In tanti nei decenni hanno omaggiato il capolavoro di Curtiz. L’esempio più famoso è del 1972, e vede al centro Woody Allen nella parte del protagonista. Dietro la macchina da presa c’era Herbert Ross. Allen prestava il volto a un marito che aveva appena divorziato e, per imparare di nuovo a relazionarsi con le donne, si affidava al fantasma di Bogart. E non si tratta di un caso isolato. Pensiamo anche a Bogdanovich, a Ma papà ti manda sola?, dove Barbra Streisand seduce Ryan O’Neal sulle note dell’immortale canzone.

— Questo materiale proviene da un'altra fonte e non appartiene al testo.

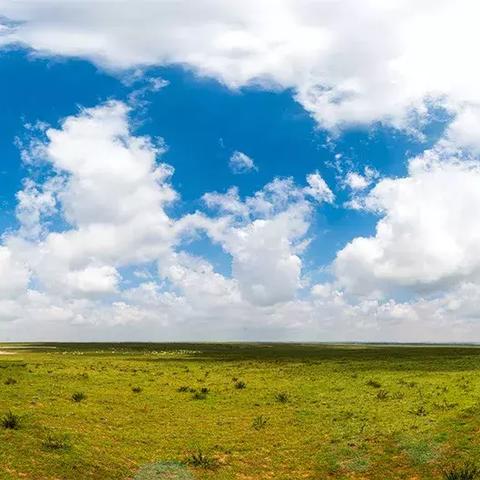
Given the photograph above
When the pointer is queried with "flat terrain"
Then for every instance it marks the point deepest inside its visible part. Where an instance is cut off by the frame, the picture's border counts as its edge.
(272, 411)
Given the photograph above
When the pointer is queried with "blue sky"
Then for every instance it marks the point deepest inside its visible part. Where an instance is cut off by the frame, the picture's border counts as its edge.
(124, 215)
(202, 123)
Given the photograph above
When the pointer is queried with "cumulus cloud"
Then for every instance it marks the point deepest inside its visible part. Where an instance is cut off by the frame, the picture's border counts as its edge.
(427, 238)
(347, 62)
(104, 208)
(241, 163)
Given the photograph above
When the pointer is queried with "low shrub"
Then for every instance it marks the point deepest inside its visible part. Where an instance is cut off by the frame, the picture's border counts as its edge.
(78, 396)
(10, 421)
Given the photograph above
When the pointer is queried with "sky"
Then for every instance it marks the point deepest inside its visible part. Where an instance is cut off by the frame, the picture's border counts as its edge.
(289, 170)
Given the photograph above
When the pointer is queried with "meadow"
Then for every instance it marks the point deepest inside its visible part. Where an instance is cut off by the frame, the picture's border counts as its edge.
(238, 411)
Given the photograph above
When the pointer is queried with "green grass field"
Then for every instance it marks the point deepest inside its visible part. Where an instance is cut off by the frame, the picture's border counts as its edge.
(266, 411)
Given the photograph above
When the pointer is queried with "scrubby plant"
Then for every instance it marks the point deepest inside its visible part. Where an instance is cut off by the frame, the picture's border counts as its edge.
(200, 459)
(420, 411)
(78, 397)
(56, 441)
(10, 421)
(199, 396)
(259, 422)
(240, 385)
(467, 471)
(282, 397)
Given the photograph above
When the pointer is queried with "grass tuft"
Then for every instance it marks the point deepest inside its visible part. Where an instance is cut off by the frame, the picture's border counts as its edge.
(11, 421)
(282, 397)
(200, 459)
(57, 441)
(259, 422)
(468, 471)
(78, 397)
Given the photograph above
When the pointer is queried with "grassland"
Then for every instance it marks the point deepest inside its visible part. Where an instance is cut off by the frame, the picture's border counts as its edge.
(266, 411)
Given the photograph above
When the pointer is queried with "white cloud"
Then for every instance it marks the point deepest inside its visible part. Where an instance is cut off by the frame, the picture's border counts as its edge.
(103, 209)
(241, 163)
(428, 238)
(347, 62)
(264, 234)
(318, 188)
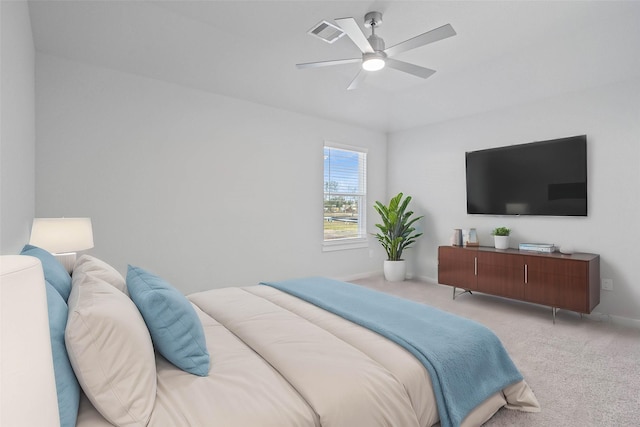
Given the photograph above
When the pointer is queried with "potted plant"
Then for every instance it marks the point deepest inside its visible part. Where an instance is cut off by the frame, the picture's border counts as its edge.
(396, 234)
(501, 237)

Sembra un gioco cinefilo legato solo agli anni Settanta, ma non è così. In La La Land di Damien Chazelle, Emma Stone è affascinata dalla Bergman, e a un certo punto compare anche la finestra di Rick e Ilsa di Parigi. Allied – Un’ombra nascosta di Robert Zemeckis è costruito sull’ambientazione di Curtiz. E non si può dimenticare Meg Ryan in Harry, ti presento Sally… di Rob Reiner: “Io non vorrei mai passare il resto della mia vita a Casablanca, sposata a uno che gestisce un bar”. In definitiva Casablanca è ancora oggi la favola per eccellenza del grande schermo, l’immaginario a cui ispirarsi, la Storia che domina il Sentimento. Un mito che, “col passare del tempo” (As Time Goes By), non si affievolisce ma ci affascina a ogni visione.